Speaking of pups, here's a lovely agave Americana pup, courtesy of the danger garden. It is putting the baby filifera to shame, growth-wise, having put on several new leaves. I love its great combination of both form and color, with its open rosette shape and its sleek stripes of cream down each leaf edge.

Now we have perfection, in both form and subtle color. This is probably my favorite agave, so far. Agave parryi var. truncata has it all. Can you believe that rosette?

And how about those perfect red thorns and terminal spikes?

Eucalyptus debeuzevillei has lovely gray-green color on its side, but I'm pretty happy with its form this year, too. It added at least four feet over summer. You can see how much higher than the fence it has grown.

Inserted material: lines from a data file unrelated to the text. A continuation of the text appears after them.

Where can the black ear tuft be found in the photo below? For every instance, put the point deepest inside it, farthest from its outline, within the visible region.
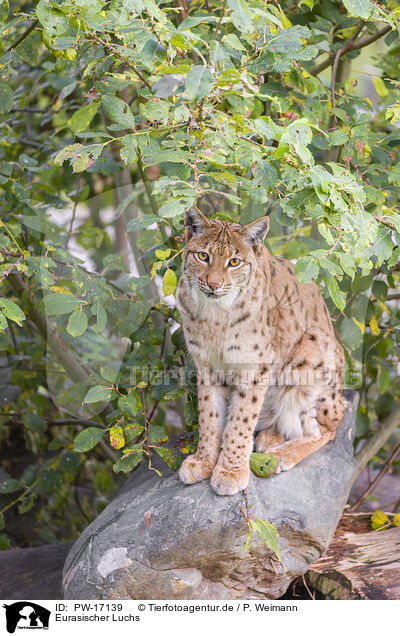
(256, 231)
(195, 223)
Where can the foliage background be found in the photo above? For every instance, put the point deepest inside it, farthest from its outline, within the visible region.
(117, 116)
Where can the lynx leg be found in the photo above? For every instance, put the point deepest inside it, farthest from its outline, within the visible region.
(266, 440)
(232, 471)
(292, 452)
(331, 408)
(211, 401)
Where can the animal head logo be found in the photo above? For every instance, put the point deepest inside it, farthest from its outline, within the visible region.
(26, 615)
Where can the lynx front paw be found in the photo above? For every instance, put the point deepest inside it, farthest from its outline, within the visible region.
(229, 482)
(266, 441)
(194, 469)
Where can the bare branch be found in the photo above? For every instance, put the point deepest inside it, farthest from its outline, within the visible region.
(350, 46)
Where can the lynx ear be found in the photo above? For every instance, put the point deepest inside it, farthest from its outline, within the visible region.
(195, 223)
(256, 231)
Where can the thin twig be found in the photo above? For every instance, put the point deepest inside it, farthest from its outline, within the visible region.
(22, 36)
(355, 46)
(312, 596)
(111, 47)
(69, 233)
(377, 479)
(10, 269)
(336, 60)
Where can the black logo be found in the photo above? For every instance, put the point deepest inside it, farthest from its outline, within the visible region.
(26, 615)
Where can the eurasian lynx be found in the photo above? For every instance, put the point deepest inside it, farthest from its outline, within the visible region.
(263, 344)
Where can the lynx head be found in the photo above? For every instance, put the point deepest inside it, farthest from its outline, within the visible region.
(220, 257)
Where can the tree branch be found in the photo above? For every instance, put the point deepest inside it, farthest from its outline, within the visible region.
(350, 46)
(114, 49)
(377, 479)
(378, 439)
(152, 201)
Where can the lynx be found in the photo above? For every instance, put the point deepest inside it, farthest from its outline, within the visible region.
(265, 351)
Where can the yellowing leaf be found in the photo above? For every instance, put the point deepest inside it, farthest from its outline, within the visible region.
(163, 254)
(169, 282)
(60, 290)
(380, 86)
(117, 439)
(360, 324)
(384, 307)
(374, 327)
(378, 519)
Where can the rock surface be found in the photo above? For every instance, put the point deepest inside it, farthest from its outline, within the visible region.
(33, 573)
(160, 539)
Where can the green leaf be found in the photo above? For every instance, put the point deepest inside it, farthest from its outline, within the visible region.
(338, 137)
(54, 21)
(97, 393)
(77, 323)
(8, 486)
(169, 282)
(81, 119)
(12, 311)
(233, 41)
(267, 533)
(4, 10)
(162, 255)
(171, 208)
(338, 297)
(198, 82)
(141, 222)
(87, 439)
(34, 423)
(128, 149)
(157, 433)
(359, 8)
(242, 16)
(383, 379)
(350, 333)
(128, 462)
(6, 98)
(57, 304)
(109, 374)
(263, 465)
(306, 269)
(118, 111)
(129, 404)
(50, 481)
(101, 318)
(117, 439)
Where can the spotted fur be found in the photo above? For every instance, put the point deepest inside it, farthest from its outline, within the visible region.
(265, 351)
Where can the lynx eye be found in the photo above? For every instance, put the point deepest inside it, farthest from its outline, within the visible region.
(234, 262)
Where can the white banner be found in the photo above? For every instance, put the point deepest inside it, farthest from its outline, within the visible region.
(128, 617)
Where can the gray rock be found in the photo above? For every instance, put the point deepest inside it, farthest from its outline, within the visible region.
(160, 539)
(33, 573)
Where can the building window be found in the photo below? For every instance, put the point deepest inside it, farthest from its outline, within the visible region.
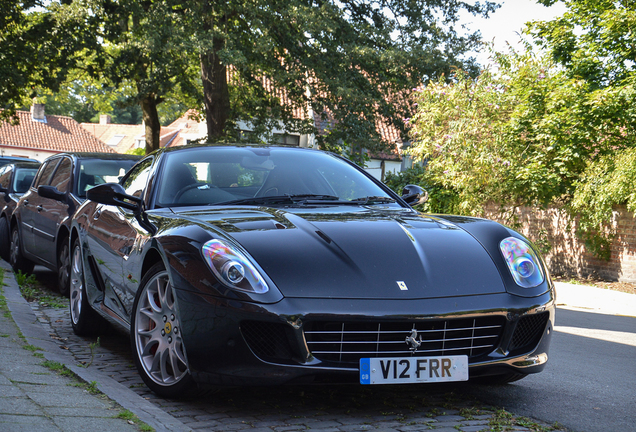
(116, 139)
(286, 139)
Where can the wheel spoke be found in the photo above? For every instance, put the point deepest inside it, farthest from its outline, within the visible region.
(157, 333)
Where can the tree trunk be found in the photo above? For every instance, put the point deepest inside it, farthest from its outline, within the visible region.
(216, 94)
(151, 122)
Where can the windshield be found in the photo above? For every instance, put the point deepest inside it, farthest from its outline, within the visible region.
(97, 171)
(220, 176)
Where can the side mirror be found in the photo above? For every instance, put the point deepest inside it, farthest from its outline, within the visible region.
(113, 194)
(51, 192)
(413, 195)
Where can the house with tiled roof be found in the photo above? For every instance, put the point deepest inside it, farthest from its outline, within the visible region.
(123, 137)
(189, 128)
(39, 136)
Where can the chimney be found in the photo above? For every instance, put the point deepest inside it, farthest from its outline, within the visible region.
(37, 112)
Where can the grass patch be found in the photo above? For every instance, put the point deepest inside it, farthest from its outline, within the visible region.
(32, 348)
(502, 420)
(32, 290)
(133, 419)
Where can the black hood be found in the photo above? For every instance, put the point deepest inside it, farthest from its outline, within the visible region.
(359, 252)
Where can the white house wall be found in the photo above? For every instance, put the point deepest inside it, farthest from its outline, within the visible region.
(374, 167)
(39, 155)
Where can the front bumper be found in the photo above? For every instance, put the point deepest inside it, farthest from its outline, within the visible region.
(230, 342)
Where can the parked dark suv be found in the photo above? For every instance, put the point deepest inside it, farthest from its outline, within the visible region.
(41, 220)
(15, 180)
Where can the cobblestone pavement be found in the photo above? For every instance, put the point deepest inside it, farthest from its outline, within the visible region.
(287, 408)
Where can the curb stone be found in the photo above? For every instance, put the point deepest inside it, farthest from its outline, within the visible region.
(35, 335)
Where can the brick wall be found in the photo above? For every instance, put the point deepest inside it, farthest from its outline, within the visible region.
(567, 255)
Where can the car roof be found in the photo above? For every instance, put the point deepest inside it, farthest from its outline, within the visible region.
(97, 155)
(9, 159)
(25, 164)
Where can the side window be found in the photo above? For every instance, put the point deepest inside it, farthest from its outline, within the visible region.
(45, 172)
(5, 176)
(135, 182)
(62, 177)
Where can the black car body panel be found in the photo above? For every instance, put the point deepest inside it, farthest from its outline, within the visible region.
(337, 273)
(16, 177)
(43, 219)
(15, 180)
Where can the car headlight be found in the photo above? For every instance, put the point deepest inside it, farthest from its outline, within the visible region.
(522, 261)
(232, 267)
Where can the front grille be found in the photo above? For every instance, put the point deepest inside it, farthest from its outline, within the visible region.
(347, 342)
(268, 341)
(529, 331)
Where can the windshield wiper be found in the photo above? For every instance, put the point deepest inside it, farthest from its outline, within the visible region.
(281, 199)
(304, 199)
(373, 200)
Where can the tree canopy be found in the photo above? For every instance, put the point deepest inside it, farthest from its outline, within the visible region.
(550, 126)
(267, 63)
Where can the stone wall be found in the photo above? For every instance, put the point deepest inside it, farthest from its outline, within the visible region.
(567, 255)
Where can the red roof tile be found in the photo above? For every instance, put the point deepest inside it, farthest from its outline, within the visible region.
(58, 134)
(122, 136)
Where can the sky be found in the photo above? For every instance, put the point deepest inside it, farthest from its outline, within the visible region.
(508, 20)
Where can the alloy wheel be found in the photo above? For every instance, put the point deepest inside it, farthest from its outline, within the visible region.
(63, 275)
(157, 333)
(77, 285)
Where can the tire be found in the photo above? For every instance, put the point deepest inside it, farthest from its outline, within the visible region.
(84, 319)
(64, 268)
(155, 337)
(16, 259)
(5, 239)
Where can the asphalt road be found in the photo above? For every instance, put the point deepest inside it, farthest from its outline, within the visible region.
(589, 383)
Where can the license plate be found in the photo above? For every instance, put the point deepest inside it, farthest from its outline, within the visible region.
(404, 370)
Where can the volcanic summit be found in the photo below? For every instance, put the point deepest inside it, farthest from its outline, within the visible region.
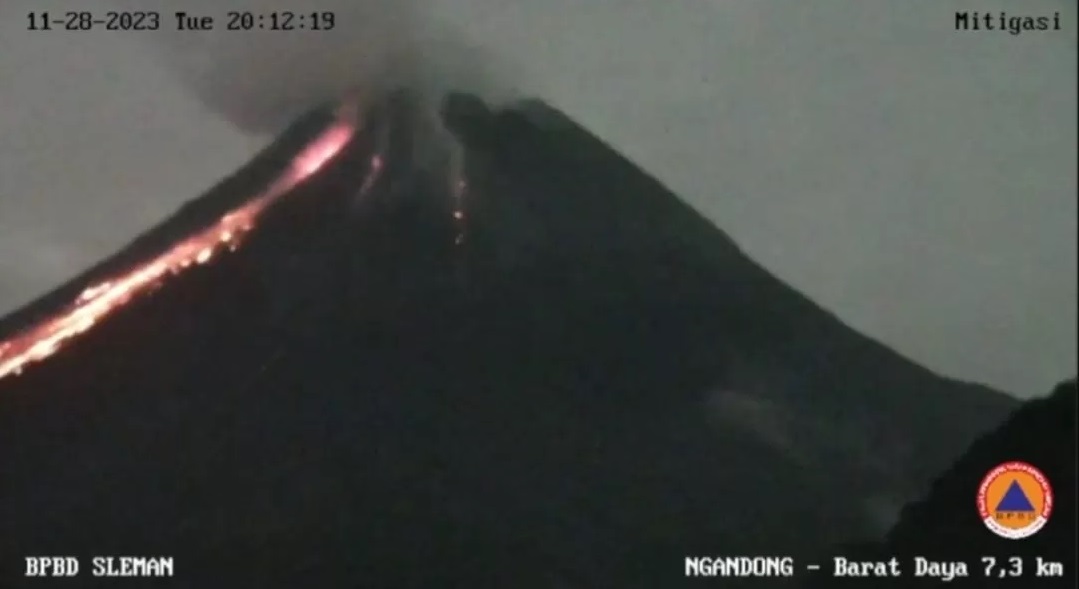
(466, 346)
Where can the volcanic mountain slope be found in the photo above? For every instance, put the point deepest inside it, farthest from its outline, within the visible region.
(945, 525)
(518, 363)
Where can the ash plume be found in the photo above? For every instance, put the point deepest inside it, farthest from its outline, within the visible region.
(261, 79)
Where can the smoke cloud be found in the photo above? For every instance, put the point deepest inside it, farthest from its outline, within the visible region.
(260, 80)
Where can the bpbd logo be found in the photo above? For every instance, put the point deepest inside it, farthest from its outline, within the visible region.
(1014, 500)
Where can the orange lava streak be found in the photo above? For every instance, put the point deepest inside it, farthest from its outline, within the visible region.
(97, 301)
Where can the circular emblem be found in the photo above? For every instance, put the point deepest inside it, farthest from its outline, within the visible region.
(1014, 500)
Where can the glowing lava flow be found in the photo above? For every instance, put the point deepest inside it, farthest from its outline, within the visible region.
(97, 301)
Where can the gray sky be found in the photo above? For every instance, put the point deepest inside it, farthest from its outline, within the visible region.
(918, 181)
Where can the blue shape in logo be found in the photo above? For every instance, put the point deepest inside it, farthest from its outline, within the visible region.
(1014, 500)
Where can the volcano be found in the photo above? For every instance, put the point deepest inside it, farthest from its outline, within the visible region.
(463, 346)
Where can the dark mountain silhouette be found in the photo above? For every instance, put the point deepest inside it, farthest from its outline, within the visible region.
(945, 524)
(515, 361)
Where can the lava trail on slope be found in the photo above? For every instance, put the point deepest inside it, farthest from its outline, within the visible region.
(100, 298)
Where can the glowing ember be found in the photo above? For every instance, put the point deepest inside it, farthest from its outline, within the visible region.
(97, 301)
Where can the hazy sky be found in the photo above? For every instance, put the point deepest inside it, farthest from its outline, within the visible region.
(917, 180)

The leaves of this ficus carica Negronne have beautiful, long, deep green fingers. It's hard to see how Adam and Eve could have used leaves like that for modesty. But this fig has also grown about four feet this summer, so I'm thrilled, even though its form is pretty rangy. It even has a few figs on it!

I hope you can see how this carex flagellifera 'Toffee Twist" is developing the most delicious coral color on some of its leaves (stems?) this fall.

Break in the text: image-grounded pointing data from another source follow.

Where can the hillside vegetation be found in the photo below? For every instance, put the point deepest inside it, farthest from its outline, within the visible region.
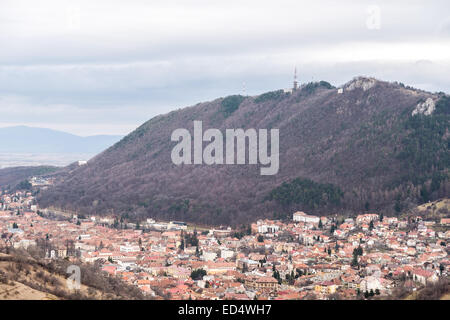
(26, 277)
(359, 150)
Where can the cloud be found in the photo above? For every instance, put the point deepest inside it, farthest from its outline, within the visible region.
(117, 63)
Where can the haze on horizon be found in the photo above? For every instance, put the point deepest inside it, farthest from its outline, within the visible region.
(106, 67)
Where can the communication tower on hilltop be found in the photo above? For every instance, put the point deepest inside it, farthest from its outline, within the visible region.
(295, 80)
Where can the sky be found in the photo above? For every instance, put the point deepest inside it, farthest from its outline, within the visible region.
(107, 66)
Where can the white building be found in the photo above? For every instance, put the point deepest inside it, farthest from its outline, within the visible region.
(300, 216)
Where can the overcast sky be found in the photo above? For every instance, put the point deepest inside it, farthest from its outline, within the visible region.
(105, 67)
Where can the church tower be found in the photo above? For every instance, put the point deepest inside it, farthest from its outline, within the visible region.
(295, 80)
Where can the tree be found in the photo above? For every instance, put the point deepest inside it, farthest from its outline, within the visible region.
(182, 245)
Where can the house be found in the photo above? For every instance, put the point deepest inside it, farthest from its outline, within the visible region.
(261, 283)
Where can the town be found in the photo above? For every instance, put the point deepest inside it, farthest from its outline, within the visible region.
(309, 257)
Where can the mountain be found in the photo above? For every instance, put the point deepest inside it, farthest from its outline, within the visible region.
(369, 145)
(22, 139)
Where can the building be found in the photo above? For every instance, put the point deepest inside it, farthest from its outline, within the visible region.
(300, 216)
(261, 283)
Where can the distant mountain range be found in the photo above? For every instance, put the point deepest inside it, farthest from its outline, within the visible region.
(23, 139)
(368, 145)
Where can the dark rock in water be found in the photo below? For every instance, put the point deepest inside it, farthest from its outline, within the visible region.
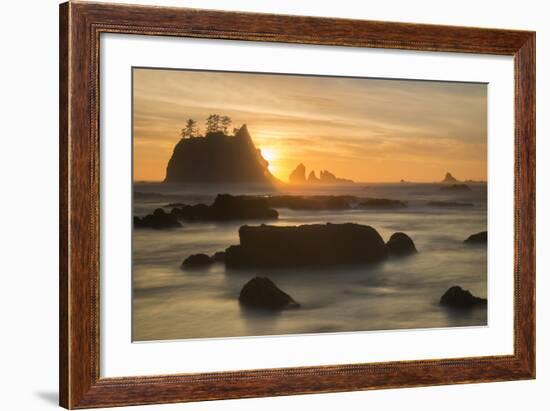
(400, 244)
(456, 187)
(456, 297)
(449, 178)
(158, 220)
(327, 177)
(219, 256)
(382, 203)
(197, 261)
(298, 175)
(478, 238)
(449, 204)
(312, 202)
(306, 245)
(261, 292)
(312, 178)
(218, 158)
(227, 207)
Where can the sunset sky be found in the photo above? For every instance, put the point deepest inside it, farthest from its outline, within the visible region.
(368, 130)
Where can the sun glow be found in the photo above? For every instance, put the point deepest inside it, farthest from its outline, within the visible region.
(269, 154)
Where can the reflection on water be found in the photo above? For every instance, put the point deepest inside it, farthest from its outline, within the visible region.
(400, 293)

And the pink in my phormium "Pink Stripe" has deepened so that it's becoming more of a magenta. Along with the gray-green leaves, it's a wonderful contrast.

The Meyer lemon, sitting out in the garden for the summer, is surrounded by toffee twist carex and sage. The lemon leaves are such a bright green by comparison. It's not a tree I would grow for its form, but the lemons ripening on it and its fragrant indoor blossoms through winter let me forgive its slightly ungainly shape.

Here's a final contrast: Agastache 'Acapulco Orange', helichrysum italicum microphyllum and toffee twist carex. I love the way the gray curry plant makes the other two look so rich. Color wins in this graceful grouping.


  1. Jane it looks as though you have quite a bit of both color and form going on there, great pictures. Your garden looks fabulous! I think my fav is your A. filifera, it's a beauty. And the coloring on your flax is wonderful along with your use of multiple 'Toffee Twist." Best of all I am so happy to see your Americana pup is looking so good. You've got the agave knack!

  2. I love all this foliage. The last photo does have a great color combo. I'd like to try my hand at agaves as well. Great photos!

  3. Hi Jane. I just got up the nerve to repot and separate agave pups this year, both A. Americana variegata and A. havardiana. I really thought I broke the plants, it didn't seem at all right. The big parent plant seemed all floppy and disconnected from it's root system, and the babies hardly seemed to have enough root left to go off of. That was this spring, and it seems everything was successful. The pups have put on a bunch of new growth, and the big ones look fine. The A. Americana even put out another 6 pups or so! What I like, as they get bigger, is having the babies as back ups, that are easy to take inside, and then I can risk leaving the bigger ones outside in hopes they're as hardy as they claim.
    Your garden is looking fantastic, love all your foliage!

  4. Your hairy agave looks like a good candidate for Halloween decorating. A friend gave me two curry plants, which I never properly appreciated. Thanks for showing me their true minor players in an ensemble.